The durability of the catalysts was evaluated, as shown in Fig.6(a) and Fig.6(b). After 5000 and 10000 CV cycles, the E_onset of the LSV curve of the Fe-PD/PGO catalytic material measured had almost no attenuation, while E_1/2 only decreased by 6 and 7 mV, respectively; under the same testing conditions, after 10000 cycles of CV cycles, the E_onset and E_1/2 of the LSV curves of the Pt/C catalyst measured decreased by 19 and 25 mV, respectively. Additionally, the durability of Fe-PD/PGO was also tested by chronoamperometry. The current attenuation of the catalyst is very slow, and the current density still maintains 95.6% after 30000 s (Fig.6(c)). Therefore, the Fe-PD/PGO material shows a good electrochemical stability performance.

In addition, the catalyst performance in terms of resistance to methanol tolerance was tested by chronoamperometry, j(t), at 0.7 V (vs. RHE in an O₂-saturated electrolyte, without rotation) CH₃OH (3.0 mol/L) was added at 100 s to evaluate the methanol tolerance resistance. As illustrated in Fig.6 (d), compared with Fe-PD/PGO, Pt/C catalyst shows a higher current density at the initial stage of the reaction. However, with the addition of CH₃OH, its current density sharply decreases and cannot return to its original state. The main reason for this is that CH₃OH undergoes an oxidation reaction on the catalyst surface, and the oxidation current generated interacts with the ORR reduction current, resulting in a mixed electrode potential formation leading to a decrease. The current densities of Fe-PD/PGO changes only slightly after experiencing brief fluctuations, indicating that under the same conditions, Fe-PD/PGO presents a better methanol tolerance than Pt/C catalysts.
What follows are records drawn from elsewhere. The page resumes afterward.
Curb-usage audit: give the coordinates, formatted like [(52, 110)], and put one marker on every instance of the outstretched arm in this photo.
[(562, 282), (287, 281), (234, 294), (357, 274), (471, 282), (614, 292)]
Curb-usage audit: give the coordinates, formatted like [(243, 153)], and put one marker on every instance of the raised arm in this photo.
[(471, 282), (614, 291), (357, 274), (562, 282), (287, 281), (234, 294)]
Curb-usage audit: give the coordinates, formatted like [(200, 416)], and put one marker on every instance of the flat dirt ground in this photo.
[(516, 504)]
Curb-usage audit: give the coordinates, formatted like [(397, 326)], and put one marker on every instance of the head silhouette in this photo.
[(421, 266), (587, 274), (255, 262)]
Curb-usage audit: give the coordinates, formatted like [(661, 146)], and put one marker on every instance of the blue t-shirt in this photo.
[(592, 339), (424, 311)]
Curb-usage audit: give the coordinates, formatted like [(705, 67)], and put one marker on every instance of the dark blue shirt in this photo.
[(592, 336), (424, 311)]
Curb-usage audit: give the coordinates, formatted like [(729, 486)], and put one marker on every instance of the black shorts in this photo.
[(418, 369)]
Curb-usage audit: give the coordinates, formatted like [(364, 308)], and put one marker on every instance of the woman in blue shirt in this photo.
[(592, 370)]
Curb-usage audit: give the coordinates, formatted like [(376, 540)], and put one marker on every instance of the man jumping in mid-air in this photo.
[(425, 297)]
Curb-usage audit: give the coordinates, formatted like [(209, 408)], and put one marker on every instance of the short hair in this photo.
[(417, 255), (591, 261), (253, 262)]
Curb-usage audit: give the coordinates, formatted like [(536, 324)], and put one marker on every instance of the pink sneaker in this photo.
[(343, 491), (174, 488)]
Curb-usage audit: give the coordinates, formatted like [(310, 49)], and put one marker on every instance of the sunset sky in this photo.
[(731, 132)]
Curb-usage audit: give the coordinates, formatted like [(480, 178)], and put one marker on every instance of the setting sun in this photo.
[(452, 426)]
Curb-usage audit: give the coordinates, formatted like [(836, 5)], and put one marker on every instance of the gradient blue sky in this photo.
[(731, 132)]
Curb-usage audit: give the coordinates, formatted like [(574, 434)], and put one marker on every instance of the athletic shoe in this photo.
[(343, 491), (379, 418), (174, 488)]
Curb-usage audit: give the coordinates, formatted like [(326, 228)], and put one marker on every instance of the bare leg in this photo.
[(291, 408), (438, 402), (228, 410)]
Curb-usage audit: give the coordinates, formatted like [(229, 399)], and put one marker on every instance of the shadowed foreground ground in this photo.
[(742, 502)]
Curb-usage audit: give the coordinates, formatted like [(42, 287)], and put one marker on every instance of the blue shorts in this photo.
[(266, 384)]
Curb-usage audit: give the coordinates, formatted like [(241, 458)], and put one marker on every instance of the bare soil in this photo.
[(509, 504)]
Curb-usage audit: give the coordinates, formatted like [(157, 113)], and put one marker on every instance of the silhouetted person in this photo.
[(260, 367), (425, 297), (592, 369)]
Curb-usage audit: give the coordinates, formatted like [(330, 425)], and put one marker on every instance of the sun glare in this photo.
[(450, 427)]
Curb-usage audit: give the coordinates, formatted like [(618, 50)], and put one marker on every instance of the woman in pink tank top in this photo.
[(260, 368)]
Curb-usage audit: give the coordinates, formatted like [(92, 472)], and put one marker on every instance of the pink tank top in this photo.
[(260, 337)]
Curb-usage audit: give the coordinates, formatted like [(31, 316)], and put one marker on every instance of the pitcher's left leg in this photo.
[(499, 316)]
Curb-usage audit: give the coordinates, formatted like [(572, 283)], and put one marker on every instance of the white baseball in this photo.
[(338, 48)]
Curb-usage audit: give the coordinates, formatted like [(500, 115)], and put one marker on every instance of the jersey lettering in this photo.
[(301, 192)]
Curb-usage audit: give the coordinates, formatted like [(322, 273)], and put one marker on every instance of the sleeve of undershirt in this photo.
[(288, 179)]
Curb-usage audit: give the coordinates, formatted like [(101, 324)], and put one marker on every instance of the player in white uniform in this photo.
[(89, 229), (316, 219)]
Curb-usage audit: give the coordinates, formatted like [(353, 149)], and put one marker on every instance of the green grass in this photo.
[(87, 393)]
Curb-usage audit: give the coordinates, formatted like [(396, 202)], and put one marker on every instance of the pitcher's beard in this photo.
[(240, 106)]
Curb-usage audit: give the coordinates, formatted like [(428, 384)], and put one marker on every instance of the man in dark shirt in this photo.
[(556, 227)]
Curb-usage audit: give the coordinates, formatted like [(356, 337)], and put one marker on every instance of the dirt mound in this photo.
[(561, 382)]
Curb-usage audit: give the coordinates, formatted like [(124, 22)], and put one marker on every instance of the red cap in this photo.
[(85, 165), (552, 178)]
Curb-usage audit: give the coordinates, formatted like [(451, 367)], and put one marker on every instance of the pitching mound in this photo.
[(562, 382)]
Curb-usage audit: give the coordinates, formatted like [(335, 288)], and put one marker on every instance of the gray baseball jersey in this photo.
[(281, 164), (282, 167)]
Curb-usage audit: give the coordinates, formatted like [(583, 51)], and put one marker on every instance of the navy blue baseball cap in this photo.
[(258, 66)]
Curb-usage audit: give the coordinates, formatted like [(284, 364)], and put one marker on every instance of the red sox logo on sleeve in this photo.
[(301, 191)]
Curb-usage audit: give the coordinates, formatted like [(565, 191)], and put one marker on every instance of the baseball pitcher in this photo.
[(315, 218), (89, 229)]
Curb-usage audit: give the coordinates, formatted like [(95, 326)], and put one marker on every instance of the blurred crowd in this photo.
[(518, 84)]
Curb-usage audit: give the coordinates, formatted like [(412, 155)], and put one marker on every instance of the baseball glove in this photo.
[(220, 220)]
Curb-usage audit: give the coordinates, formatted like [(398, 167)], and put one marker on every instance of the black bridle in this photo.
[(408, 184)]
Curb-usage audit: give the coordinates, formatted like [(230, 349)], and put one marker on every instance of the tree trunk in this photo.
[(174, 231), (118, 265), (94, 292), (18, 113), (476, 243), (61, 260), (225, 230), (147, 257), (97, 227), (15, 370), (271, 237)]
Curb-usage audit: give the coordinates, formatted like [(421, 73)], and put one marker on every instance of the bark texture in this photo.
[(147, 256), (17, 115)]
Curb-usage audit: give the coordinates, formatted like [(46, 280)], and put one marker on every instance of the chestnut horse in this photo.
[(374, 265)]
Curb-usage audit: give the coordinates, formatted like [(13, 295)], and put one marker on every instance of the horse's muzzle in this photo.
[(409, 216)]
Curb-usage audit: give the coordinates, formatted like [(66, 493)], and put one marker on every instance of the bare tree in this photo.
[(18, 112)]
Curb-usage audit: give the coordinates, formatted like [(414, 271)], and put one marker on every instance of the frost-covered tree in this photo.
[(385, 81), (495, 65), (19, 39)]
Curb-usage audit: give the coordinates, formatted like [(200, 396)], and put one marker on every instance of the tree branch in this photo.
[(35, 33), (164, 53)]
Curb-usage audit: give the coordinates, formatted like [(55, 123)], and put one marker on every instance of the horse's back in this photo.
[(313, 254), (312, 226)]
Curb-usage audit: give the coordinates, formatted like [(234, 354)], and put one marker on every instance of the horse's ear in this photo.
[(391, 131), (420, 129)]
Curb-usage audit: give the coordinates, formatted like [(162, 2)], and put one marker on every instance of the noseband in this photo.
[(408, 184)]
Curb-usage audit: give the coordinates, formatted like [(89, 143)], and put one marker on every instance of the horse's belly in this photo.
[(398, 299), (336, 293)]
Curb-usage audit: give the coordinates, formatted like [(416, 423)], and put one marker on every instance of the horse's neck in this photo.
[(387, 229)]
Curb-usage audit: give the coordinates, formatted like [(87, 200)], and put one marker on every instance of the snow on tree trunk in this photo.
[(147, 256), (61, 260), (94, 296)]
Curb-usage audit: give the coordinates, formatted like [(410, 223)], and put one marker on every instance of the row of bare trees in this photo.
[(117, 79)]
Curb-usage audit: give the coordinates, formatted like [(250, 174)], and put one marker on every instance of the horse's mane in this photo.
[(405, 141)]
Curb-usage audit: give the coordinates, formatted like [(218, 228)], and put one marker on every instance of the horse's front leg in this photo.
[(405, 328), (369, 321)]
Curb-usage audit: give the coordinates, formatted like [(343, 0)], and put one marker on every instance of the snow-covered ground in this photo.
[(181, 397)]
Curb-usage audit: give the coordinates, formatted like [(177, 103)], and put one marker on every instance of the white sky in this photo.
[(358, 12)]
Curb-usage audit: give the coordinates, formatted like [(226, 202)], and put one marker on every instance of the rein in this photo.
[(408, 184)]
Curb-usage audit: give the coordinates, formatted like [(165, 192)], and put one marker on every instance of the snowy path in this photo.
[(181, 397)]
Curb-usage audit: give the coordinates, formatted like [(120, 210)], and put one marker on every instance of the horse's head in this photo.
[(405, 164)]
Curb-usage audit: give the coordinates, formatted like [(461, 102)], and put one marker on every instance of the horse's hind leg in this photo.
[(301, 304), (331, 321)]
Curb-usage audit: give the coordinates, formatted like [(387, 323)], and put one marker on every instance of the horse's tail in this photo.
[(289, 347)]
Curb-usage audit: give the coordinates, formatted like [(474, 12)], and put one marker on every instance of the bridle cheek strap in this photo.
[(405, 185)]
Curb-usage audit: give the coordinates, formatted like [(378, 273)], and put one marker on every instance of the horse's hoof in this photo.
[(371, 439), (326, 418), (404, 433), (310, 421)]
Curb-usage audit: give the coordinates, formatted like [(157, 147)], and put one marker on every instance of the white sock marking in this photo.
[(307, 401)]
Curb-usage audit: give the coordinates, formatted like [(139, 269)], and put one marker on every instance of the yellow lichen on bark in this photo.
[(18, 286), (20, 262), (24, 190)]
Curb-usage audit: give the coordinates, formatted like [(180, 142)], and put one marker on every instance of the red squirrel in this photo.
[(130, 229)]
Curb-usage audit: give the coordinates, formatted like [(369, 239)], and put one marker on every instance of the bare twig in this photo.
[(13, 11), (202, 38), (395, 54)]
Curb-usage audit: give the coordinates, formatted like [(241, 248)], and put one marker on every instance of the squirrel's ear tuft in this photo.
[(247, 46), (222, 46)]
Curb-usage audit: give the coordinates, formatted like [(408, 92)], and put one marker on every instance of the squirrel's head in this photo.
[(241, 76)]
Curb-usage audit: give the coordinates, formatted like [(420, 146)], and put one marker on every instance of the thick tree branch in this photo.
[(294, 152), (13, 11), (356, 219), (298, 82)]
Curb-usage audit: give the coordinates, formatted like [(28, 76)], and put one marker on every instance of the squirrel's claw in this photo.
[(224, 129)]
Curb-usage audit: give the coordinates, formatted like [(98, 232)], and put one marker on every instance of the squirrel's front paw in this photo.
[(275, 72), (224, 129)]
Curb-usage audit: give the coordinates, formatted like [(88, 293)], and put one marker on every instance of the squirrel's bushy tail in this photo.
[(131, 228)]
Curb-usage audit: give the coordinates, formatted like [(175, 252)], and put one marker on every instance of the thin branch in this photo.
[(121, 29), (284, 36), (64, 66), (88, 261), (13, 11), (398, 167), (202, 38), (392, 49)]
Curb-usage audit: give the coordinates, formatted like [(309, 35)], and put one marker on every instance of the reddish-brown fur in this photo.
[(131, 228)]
In this work, the Fe-PD/PGO catalyst was prepared by two-step pyrolysis using PGO as carbon carrier, DCDA and PANI as dual nitrogen sources, and FeCl₃·6H₂O as a single metal source. In material synthesis, PANI preferentially generates a coarser carbon planar structure with a relatively lower degree of graphitization, a higher content of nitrogen and iron, and dominant micropores. On the other hand, the graphite produced by DCDA has a finer structure, a higher degree of graphitization, a lower nitrogen and iron content, and a higher mesoporous/microporous ratio. Therefore, the dual nitrogen sources not only enhance the doping amount of N atoms in the Fe-PD/PGO catalytic material, but also maintain a high N-P/N-G value (0.84), favorable in increasing the distribution density of catalytic active sites in the material. In addition, the high specific surface area of Fe-PD/PGO and EASA can fully expose active sites on the surface of the material, which improves the contact probability with O₂ molecules. The E_onset, E_1/2 and, J_k@0.9V of Fe-PD/PGO reach 0.951 V (vs. RHE), 0.886 V (vs. RHE), and 3.178 mA/cm, respectively. Compared with Pt/C, E_onset and E_1/2 have a positive shift of 19 and 37 mV, respectively, and the electron transfer number (n) of Fe-PD/PGO in the ORR process reaches 3.98. Moreover, the Fe-PD/PGO electrocatalysts show a better electrochemical stability and methanol resistance than Pt/C catalyst.